00:00 Introduction: Agenda and the "Agent" definition
05:15 The "Harness" concept: Tools, Prompts, and Skills
10:10 Live Coding Setup: Initializing the Agent class and environment
15:45 implementing the "Think" step: Getting the model to reason before acting
25:20 The Agent Loop: connecting `act`, `observe`, and `loop`
33:10 Tool Execution: Handling XML parsing and tool inputs
42:00 The "Bash" Tool: Giving the agent command line access
49:30 Safety & Permissions: "ReadOnly" vs "ReadWrite" file access
58:15 Context Engineering: Using `ls` and `cat` to build dynamic context
01:05:00 The "Monitor": Viewing the agent's thought process in real-time
01:12:45 Handling "Stuck" States: Feedback loops and error correction
01:21:20 Multi-turn Complex Tasks: Building a "Research Agent" demo
01:35:10 Refactoring patterns: "Hooks" and deterministic overrides
01:48:39 Q&A: Reproducibility, helper scripts, and non-determinism
01:50:31 Q&A: Strategies for massive codebases (50M+ lines)
01:52:00 Closing remarks and future SDK roadmap

* **Evolution of AI Capabilities:** Shihipar argues we are shifting from **LLM Features** (categorization, single turn) to **Workflows** (structured, multi-step chains like RAG) to **Agents**. He defines agents as systems that *"build their own context, decide their own trajectories, and work very autonomously"* rather than following a rigid pipeline.
* **The Claude Agent SDK Architecture:** The SDK is built directly on top of **Claude Code** because Anthropic found they were *"rebuilding the same parts over and over again"* for internal tools.
* **The Harness:** A robust agent requires more than just a model; it needs a "Harness" containing Tools, Prompts, a **File System**, Skills, Sub-agents, and Memory.
* **Opinionated Design:** The SDK bakes in lessons from deploying Claude Code, specifically the "opinion" that general computer use (Bash) is often superior to bespoke tools.

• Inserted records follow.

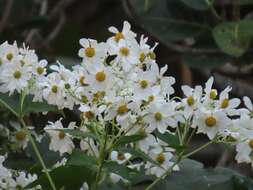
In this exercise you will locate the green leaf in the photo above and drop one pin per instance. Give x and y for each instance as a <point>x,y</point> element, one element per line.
<point>196,4</point>
<point>234,37</point>
<point>205,60</point>
<point>69,177</point>
<point>128,139</point>
<point>78,133</point>
<point>192,176</point>
<point>138,154</point>
<point>125,172</point>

* **The Power of the Bash Tool:** A key technical insight is that the **Bash tool** is often the most powerful tool for an agent. Instead of building custom tools for every action (e.g., a specific API wrapper for a file conversion), giving the agent access to the shell allows it to use existing software (like `ffmpeg`, `grep`, or `git`) to solve problems flexibly, similar to how a human developer works.
* **Context Engineering:** Shihipar introduces the concept of **Context Engineering** via the file system. Instead of just "Prompt Engineering," the agent uses the file system to manage its state and context.
* **Files as Memory:** The agent can write to files to "remember" things or create its own documentation (e.g., `CLAUDE.md`) to ground future actions.
* **Verification:** The file system serves as a ground truth for the agent to verify its work (e.g., checking if a file was actually created).


* **The Agent Loop & Intuition:** Building a successful agent loop is described as *"kind of an art or intuition"*. The loop generally follows a **Gather Context  Take Action  Verify Work** cycle. Shihipar emphasizes that this loop allows the agent to self-correct, a capability missing from rigid workflows.
* **Strategies for Determinism (Hooks):** During the Q&A, a technique for controlling agent behavior is discussed: **Hooks**.
* If an agent hallucinates or skips a step (e.g., guessing a Pokemon stat instead of checking a script), a hook can intercept the response and inject feedback: *"Please make sure you write a script, please make sure you read this data."*
* This enforces rules like "read before you write" without retraining the model.


* **Scaling to Large Codebases:** For massive codebases (50M+ lines), standard tools like `grep` or basic context window stuffing fail.
* **Semantic Search Limitations:** Shihipar notes that while semantic search is a common solution, it is *"brittle"* because the model isn't trained on the specific semantic index.
* **Solution:** He recommends good **"Claude MD"** files (context files) and starting the agent in a specific subdirectory to limit scope, rather than trying to index the entire 50M lines at once.